Institute of Artificial Intelligence and Robotics, Xi'an Jiaotong University, China.
Cardiovascular Department, First Affiliated Hospital of Xi'an Jiaotong University, China.
J Biophotonics. 2023 Sep;16(9):e202300059. doi: 10.1002/jbio.202300059. Epub 2023 Jun 14.

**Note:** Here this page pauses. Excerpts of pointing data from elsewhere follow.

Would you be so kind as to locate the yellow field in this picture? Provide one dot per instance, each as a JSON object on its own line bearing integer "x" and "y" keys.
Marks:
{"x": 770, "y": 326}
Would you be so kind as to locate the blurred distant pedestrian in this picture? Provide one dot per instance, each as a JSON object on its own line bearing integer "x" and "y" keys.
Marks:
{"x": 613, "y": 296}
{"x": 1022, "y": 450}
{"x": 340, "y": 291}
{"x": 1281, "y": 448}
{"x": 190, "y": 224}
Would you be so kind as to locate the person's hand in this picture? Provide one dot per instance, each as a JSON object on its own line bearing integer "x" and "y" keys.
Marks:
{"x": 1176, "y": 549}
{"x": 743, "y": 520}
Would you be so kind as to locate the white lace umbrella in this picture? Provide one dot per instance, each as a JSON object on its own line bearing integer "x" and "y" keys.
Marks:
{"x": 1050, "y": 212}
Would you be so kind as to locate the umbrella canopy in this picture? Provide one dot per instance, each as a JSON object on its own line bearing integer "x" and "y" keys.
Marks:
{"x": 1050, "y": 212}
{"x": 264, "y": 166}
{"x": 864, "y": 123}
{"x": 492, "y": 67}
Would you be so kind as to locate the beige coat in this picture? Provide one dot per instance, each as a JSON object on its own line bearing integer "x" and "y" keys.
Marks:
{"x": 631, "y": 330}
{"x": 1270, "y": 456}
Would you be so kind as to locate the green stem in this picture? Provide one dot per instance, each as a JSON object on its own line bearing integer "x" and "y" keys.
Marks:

Automated analysis of the vessel structure in intravascular optical coherence tomography (IVOCT) images is critical to assess the health status of vessels and monitor coronary artery disease progression. However, deep learning-based methods usually require well-annotated large datasets, which are difficult to obtain in the field of medical image analysis. Hence, an automatic layers segmentation method based on meta-learning was proposed, which can simultaneously extract the surfaces of the lumen, intima, media, and adventitia using a handful of annotated samples. Specifically, we leverage a bi-level gradient strategy to train a meta-learner for capturing the shared meta-knowledge among different anatomical layers and quickly adapting to unknown anatomical layers. Then, a Claw-type network and a contrast consistency loss were designed to better learn the meta-knowledge according to the characteristic of annotation of the lumen and anatomical layers. Experimental results on the two cardiovascular IVOCT datasets show that the proposed method achieved state-of-art performance.
血管内光学相干断层扫描(IVOCT)图像中血管结构的自动分析对于评估血管的健康状况和监测冠状动脉疾病的进展至关重要。然而,基于深度学习的方法通常需要经过充分注释的大型数据集,而这在医学图像分析领域很难获得。因此,提出了一种基于元学习的自动分层分割方法,该方法可以使用少量注释样本同时提取管腔、内膜、中膜和外膜的表面。具体来说,我们利用双级梯度策略来训练元学习者,以捕获不同解剖层之间的共享元知识,并快速适应未知的解剖层。然后,设计了一种爪形网络和对比一致性损失,根据管腔和解剖层的注释特征更好地学习元知识。在两个心血管 IVOCT 数据集上的实验结果表明,所提出的方法达到了最先进的性能。